Op 17 juli 2023 heeft de kantonrechter een tussenbeschikking gewezen, waarin onder andere een mondelinge behandeling is bepaald. Voor het verloop van de procedure tot dat moment wordt verwezen naar de tussenbeschikking.
De mondelinge behandeling heeft plaatsgevonden op 25 juli 2023. Betrokkene en de voormalige bewindvoerder, [naam 1] (hierna te noemen: [naam 1]) zijn niet verschenen. De huidige bewindvoerder, Stichting CAV, heeft zich afgemeld wegens vakantie.
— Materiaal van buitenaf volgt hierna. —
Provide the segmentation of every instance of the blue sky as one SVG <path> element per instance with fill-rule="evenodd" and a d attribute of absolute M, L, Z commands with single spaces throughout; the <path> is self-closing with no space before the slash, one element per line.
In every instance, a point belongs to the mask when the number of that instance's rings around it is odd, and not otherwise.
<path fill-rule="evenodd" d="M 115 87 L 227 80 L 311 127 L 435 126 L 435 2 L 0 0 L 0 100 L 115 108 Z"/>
De kantonrechter heeft telefonisch met de betrokkene gesproken. Hiervan is een proces-verbaal gemaakt.
De tweede mondelinge behandeling heeft vervolgens plaatsgevonden op 12 september 2023. De kantonrechter heeft betrokkene, [naam 1] en [naam 2] van Stichting CAV gehoord.
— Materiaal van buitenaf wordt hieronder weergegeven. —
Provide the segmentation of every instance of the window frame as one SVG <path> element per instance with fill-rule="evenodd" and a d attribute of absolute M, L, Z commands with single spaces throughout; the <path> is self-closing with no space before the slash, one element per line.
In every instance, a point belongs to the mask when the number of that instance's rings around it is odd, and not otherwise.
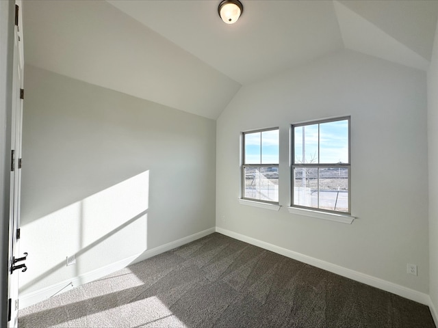
<path fill-rule="evenodd" d="M 328 123 L 331 122 L 338 122 L 338 121 L 344 121 L 347 120 L 348 124 L 348 163 L 295 163 L 295 128 L 305 126 L 308 125 L 315 125 L 318 124 L 318 161 L 320 159 L 320 124 L 323 123 Z M 315 212 L 322 212 L 324 213 L 330 213 L 330 214 L 335 214 L 335 215 L 351 215 L 351 117 L 350 116 L 342 116 L 339 118 L 333 118 L 328 119 L 322 119 L 322 120 L 316 120 L 312 121 L 307 121 L 300 123 L 296 123 L 291 124 L 291 133 L 290 133 L 290 167 L 289 167 L 289 173 L 290 173 L 290 208 L 297 208 L 297 209 L 304 209 L 304 210 L 309 210 L 311 211 Z M 305 206 L 302 205 L 298 205 L 294 204 L 294 190 L 295 190 L 295 177 L 294 175 L 294 170 L 295 168 L 298 167 L 306 167 L 306 168 L 342 168 L 347 169 L 348 170 L 348 211 L 340 211 L 340 210 L 328 210 L 326 208 L 320 208 L 319 207 L 319 198 L 320 198 L 320 176 L 318 173 L 318 207 L 310 207 Z M 318 170 L 319 172 L 319 170 Z"/>
<path fill-rule="evenodd" d="M 263 133 L 263 132 L 266 132 L 266 131 L 279 131 L 279 163 L 277 164 L 272 164 L 272 163 L 266 163 L 266 164 L 246 164 L 246 159 L 245 159 L 245 135 L 250 134 L 250 133 Z M 241 163 L 242 165 L 240 165 L 240 200 L 242 200 L 243 201 L 249 201 L 249 202 L 259 202 L 259 203 L 263 203 L 263 204 L 272 204 L 272 205 L 279 205 L 279 200 L 280 200 L 280 191 L 279 191 L 279 184 L 280 184 L 280 176 L 279 176 L 279 163 L 280 163 L 280 138 L 279 138 L 279 135 L 280 135 L 280 128 L 279 127 L 274 127 L 274 128 L 261 128 L 261 129 L 258 129 L 258 130 L 250 130 L 250 131 L 245 131 L 245 132 L 242 132 L 241 133 L 241 137 L 242 137 L 242 151 L 241 151 Z M 261 139 L 260 141 L 260 156 L 261 157 Z M 272 201 L 270 201 L 270 200 L 257 200 L 257 198 L 250 198 L 250 197 L 244 197 L 245 195 L 245 179 L 246 179 L 246 175 L 245 175 L 245 168 L 246 167 L 276 167 L 277 168 L 277 172 L 279 174 L 279 199 L 277 200 L 277 202 L 272 202 Z"/>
Beoordeling van het verzoek

Zoals uit de tussenbeschikking blijkt gaat het in deze zaak om de vraag of de voormalig bewindvoerder, [naam 1], moet worden veroordeeld tot betaling van een schadevergoeding aan betrokkene in verband met schade als gevolg van slecht bewind. Verder heeft de huidige bewindvoerder verzocht om opheffing van het bewind. Hij stelt dat hij zijn taken niet naar behoren kan uitvoeren.
In dit kader overweegt de kantonrechter het volgende. Op 17 september 2019 is een beperkt bewind ingesteld over de letselschade uitkering van betrokkene. Het bedrag van de letselschade uitkering van betrokkene is vanaf het moment van het instellen van het bewind drastisch afgenomen. Bij het instellen van bewind is bepaald dat [naam 1] binnen vier maanden een plan van aanpak moest indienen over het beheer van de letselschade uitkering. Omdat de rechtbank na diverse herinneringen en oproepingen voor zittingen niets van hem heeft vernomen, is [naam 1] ontslagen en is Stichting CAV op 26 oktober 2020 benoemd tot nieuwe bewindvoerder.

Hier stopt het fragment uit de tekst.